Remember that scene in the movie Marathon Man when Laurence Olivier, playing the evil dentist, repeatedly asks Dustin Hoffman, "Is it safe?" That is a question I ask myself more and more with regard to my 14-year-old daughter, Gaia. The world, in my estimation, is crusting over with merciless consumerism. War gives birth to more war. Earth's temperature is rising. I find myself wondering, What will become of our planet—and my daughter, whose very name means earth?

My girl is a wild Blink-182 fan who values her independence and urgently wants a tattoo and a nose ring. Her mind is not necessarily occupied with such questions as whether the earth will survive. So when on a chilly February day in London, my friend Joanna Kerr, executive director of Greenpeace Canada, calls to invite Gaia and me on an expedition to the Arctic to observe the effects of climate change firsthand, I have mixed reactions. The first is a bit of nervousness about safety. Wasn't some young man devoured by a polar bear a few years back? Perhaps not the wisest choice for a holiday. And then there's the fact that while I like to think Gaia and I are pretty close—she still wants to join me in baking and reading and doing each other's makeup—the chances of her wanting to go to a place even colder than England in winter, where I will have access to her 24/7 and where she will have no access to the Internet, seem as slim as Kate Moss. But her mum is an environmental activist who's never taken no for an answer when it comes to this topic, so much so that at times I've managed to turn off entire dining tables full of guests, and I sense an opportunity to share something once in a lifetime with my daughter. I decide to give it a go.
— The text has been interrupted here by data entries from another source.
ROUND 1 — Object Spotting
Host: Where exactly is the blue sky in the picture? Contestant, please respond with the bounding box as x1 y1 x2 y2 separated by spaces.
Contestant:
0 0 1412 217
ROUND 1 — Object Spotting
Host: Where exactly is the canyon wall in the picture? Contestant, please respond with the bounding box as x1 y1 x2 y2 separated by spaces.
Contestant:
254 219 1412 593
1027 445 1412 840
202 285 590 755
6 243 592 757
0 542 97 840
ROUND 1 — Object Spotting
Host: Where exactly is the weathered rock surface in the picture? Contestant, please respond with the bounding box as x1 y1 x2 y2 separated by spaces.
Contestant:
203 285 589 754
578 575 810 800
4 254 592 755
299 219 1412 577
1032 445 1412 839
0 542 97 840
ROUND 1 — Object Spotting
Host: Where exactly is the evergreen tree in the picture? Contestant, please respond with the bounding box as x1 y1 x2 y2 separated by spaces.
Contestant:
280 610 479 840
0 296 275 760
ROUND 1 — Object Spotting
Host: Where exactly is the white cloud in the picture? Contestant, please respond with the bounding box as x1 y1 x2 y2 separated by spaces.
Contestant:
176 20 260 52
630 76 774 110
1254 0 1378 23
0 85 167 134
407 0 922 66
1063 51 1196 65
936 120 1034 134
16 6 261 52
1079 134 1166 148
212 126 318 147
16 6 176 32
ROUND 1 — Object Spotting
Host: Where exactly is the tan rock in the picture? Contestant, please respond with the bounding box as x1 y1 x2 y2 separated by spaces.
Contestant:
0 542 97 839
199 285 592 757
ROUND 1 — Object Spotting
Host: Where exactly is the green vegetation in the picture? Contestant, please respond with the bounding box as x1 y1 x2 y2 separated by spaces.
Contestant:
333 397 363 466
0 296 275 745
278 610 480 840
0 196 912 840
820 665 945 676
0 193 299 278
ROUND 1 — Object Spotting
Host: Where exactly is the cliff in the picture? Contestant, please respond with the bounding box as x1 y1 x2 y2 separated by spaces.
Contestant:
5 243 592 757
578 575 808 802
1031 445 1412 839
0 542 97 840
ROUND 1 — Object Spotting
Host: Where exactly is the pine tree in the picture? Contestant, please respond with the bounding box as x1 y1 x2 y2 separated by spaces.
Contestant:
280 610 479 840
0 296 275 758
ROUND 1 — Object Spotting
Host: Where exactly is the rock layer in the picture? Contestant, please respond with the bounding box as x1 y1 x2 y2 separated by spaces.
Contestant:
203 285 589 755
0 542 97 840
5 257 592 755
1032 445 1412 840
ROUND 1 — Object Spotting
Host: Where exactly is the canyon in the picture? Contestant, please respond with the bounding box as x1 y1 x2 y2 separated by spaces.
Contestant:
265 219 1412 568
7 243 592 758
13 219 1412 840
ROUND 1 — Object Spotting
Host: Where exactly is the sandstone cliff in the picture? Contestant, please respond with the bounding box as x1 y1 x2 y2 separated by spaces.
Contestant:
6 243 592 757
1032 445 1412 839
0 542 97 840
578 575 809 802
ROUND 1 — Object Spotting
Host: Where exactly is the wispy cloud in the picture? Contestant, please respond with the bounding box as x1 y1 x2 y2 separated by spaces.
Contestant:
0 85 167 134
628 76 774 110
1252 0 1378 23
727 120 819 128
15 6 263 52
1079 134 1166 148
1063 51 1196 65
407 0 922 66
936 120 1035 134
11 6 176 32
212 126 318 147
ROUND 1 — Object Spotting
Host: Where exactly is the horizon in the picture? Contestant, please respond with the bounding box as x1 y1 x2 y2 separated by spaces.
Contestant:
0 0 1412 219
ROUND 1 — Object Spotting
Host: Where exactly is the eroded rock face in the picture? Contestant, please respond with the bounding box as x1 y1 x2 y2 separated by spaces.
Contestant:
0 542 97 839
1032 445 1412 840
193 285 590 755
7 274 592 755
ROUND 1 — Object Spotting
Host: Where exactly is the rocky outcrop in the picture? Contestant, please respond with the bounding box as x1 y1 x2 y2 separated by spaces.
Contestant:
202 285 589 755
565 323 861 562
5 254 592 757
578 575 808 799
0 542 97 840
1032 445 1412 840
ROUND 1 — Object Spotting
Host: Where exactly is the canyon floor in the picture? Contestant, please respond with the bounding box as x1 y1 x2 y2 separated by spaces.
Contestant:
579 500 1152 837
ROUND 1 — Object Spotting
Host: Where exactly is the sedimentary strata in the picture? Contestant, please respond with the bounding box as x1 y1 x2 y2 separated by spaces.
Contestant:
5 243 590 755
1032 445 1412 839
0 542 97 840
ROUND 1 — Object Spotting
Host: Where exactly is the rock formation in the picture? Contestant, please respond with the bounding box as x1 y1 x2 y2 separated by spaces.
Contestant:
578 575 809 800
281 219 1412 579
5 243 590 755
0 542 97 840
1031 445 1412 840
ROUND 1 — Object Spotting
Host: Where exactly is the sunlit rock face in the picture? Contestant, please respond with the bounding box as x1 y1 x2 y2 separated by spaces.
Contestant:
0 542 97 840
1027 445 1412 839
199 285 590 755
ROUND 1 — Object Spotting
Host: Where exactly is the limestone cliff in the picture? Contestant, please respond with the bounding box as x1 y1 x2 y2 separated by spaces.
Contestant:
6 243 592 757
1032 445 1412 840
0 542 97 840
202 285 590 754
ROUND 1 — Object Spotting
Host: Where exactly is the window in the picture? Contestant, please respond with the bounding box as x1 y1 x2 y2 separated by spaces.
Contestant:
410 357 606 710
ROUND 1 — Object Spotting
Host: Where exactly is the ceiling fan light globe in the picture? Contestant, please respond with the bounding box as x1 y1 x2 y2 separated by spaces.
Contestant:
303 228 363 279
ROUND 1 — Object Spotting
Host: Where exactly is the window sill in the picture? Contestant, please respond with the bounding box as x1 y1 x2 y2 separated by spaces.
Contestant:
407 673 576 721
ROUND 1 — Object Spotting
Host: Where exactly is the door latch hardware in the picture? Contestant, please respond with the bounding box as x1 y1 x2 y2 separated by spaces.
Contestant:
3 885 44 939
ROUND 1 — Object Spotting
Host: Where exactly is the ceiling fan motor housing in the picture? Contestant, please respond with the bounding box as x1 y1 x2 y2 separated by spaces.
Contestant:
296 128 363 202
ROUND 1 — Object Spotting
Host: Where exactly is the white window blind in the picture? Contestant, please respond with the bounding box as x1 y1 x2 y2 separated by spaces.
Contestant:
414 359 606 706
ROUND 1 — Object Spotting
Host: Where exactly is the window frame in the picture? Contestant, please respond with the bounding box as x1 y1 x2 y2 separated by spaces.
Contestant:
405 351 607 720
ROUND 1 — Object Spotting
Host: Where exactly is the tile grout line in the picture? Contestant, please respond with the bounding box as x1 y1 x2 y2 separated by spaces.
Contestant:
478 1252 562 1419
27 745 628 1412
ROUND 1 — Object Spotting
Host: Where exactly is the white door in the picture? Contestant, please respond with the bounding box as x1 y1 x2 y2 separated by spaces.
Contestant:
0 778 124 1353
"Hey, Gai-bags," I say in a voice that I hope suggests lighthearted fun. "What d'you think about global warming?"

"I think it's very worrying. Why?" She looks up at me with just the tiniest bit of suspicion.

"Wanna go to the Arctic with me for Greenpeace and check out what's going down?" Not sure where the "going down" came from.

She lets out an excited squeak, then hugs me tight.

"Where are my long johns?" she calls out, reaching for her duffel bag.

We're on our way.

At Heathrow Airport, we buy some magazines and whisky for the Greenpeace crew, who've been without such luxury items for months. Snickering to myself, I tuck in a magazine chronicling Prince George's first year, thinking, Ha-ha, it's easy when you're far from home to forget about the important things. But the joke curdles when I take a closer look at George's little face and realize he really is what's important. He's a baby. He'll be around to see what happens to the planet well after I'm gone. He might want to have babies of his own, which means we'd better hurry up and save the Arctic before global warming makes most of the world uninhabitable.

We board one plane, then a second, much smaller one, and finally disembark on the Norwegian archipelago of Svalbard, where the sun is shining brightly. We shield our eyes and rub our arms against the bitter chill.

"Mum—it's midnight!" Gaia says, pulling on another pair of socks and a parka over her jeans and sweater.

We look around. The landscape resembles huge, sharpened black teeth set between molars made of ice floe glaciers, covered in white sugar. We've been to Borneo, to the Amazon, to the Galápagos, but Gaia and I agree that this is unlike anything we've ever seen. It is startlingly, terrifyingly beautiful.

"Sleeping in broad daylight is quite tricky," says Gaia as we leave the ship and allow ourselves to be spooned into an RHIB (rigid hull inflatable boat), and our exploration begins. Gaia is a grab-your-rubber-boots-and-run kind of gal. On her last vacation, her father taught her how to use a chain saw. I was terrified. I had to hole up in the kitchen with a vodka. My girl spends her summers out on the hills with farmers' boys; they gather sheep and cut their toenails along with other sheepy stuff. Steering the RHIB, she confidently whizzes around like Sir Walter Raleigh on his way to meet the Spanish. I don't know whether to feel proud or to throw up.

We reach our primary home for the next eight days, a ship called the Esperanza, nicknamed Espy, and get into a heated exchange about the sleeping quarters.

Gaia: "Mum, we are going to be together for ages. We are bound to get into a row, and I don't want to be on a boat where I can't get away from you. I want to share with someone else."

After some negotiating, we finally end up in a tiny four-bunk dormitory with two crew members, which somehow mollifies Gaia.

Soon we are back in the RHIB, called Daisy, to investigate the tundra. We disembark onto a shore of moss-covered quartz and shale dotted with alpine flowers. Guillemots crowd the cliff above us, their cries reminiscent of a massive, hysterical cocktail party. Reindeer wander about, occasionally flinging us disgusted looks.

Gaia traipses up a small glacier, alone.

"Stay within my sight!" I screech, convinced there's a bear behind every hill.

I notice a patch of snow that is glowing and flamingo pink. A guide named Jason, who seems to know everything about everything, informs me it's algae that grows only on snow, thanks in part to all the guillemot guano (bird poop). The ecosystems here exist in a delicate balance, he says. When nature alters that balance, species usually adjust, but when human intervention alters it, those changes can prove catastrophic.